– Ты обязан говорить так, игемон, но разве ты так думаешь?
– Не сметь! Это не твое дело! – Наместник снова прошелся по террасе, круто остановился перед Иудой. – Все-таки, почему ты спас того торговца?
– А что хорошего принесла бы его гибель? Была бы еще одна попытка бунта, новые бессмысленные жертвы и много горя для нашей бедной земли. Кому это надо?
– И потому ты рисковал жизнью ради постороннего человека?
– Во-первых, не так уж я рисковал. Двое противников – это для меня не много, игемон. К тому же, сражаться нас учили одни и те же наставники. А я был прилежным и способным учеником. Кроме того, ставка была слишком большой – стоило сыграть.
– Странно, я привык к тому, что твои соплеменники не боятся умереть, лишь бы не покориться нам, а ты рискуешь жизнью, чтобы остановить бунтовщиков.
– Конечно! И сделал бы это снова.
– Но почему?
– Потому что любое восстание против вас сейчас обречено и бессмысленно. Оно не приведет ни к чему, кроме окончательной гибели Израиля.
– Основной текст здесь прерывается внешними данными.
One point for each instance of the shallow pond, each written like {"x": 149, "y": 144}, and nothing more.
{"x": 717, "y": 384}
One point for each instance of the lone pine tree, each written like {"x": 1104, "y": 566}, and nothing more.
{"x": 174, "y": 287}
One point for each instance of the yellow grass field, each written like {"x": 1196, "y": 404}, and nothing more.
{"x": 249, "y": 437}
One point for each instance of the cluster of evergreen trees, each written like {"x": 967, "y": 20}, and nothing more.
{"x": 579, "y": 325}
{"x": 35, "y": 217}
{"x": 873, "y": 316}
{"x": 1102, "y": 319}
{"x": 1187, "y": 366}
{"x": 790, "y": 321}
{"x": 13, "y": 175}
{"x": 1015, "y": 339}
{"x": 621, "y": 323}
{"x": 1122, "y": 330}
Моему народу трудно принять эту истину. Проще верить в несбыточное, чем признать: мы оказались побежденными, нужно научиться жить с этим и поладить сначала между собой!
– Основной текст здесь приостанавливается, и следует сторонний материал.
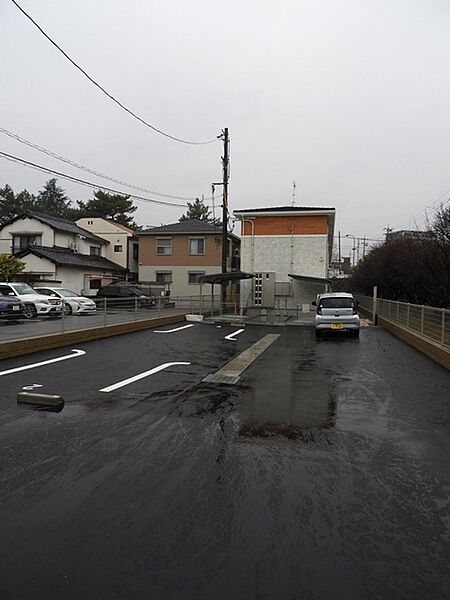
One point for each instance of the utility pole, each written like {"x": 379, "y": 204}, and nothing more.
{"x": 225, "y": 162}
{"x": 339, "y": 252}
Наместник замер в изумлении, в который раз всмотрелся в лицо Иуды.
– Значит, ты считаешь любую борьбу против Рима бессмысленной? – тихо спросил он.
– Да, игемон.
– Тогда как же ты оказался у зелотов?
Иуда горько усмехнулся.
– Я тогда думал иначе. Был молод, горяч, умел безоглядно верить, они смогли увлечь меня.
– Чем?
– Мечтами… Вспомни, игемон, как мечтается в юности, когда мир кажется простым и понятным, нет сомнений, что есть добро, зло, друг, враг…
– А теперь?
– Прошло время, а оно вместе с опытом – лучшие учителя.
– И чему же ты научился?
– Многому, игемон. В частности, не вести пустых разговоров.
– Ты забыл: это допрос, на котором я решаю твою судьбу.
– Действительно, забыл. Но я не знал, что допросы ныне ведутся по методу диспутов в Академии[52].
Пилат снова невольно улыбнулся.
– Тогда продолжим как тебе привычно. Что ты делал после ухода из братства?
– Ходил по свету, смотрел, как живут люди.
– Чем же ты жил? Как зарабатывал на хлеб?
– Как придется, игемон. Я многое умею.
– Не сомневаюсь! Где ты получил образование?
– В александрийской школе. Родители отправили меня туда в двенадцать лет.
– Ого! Должно быть, они прочили тебе большое будущее. Долго ты учился?
– Шесть лет.
– Шесть лет! А возвратившись, ушел к зелотам? Не понимаю! С твоим умом, происхождением и такими познаниями ты мог сделать почти любую карьеру.
– Мог.
Наместник откровенно рассматривал Иуду, словно диковину.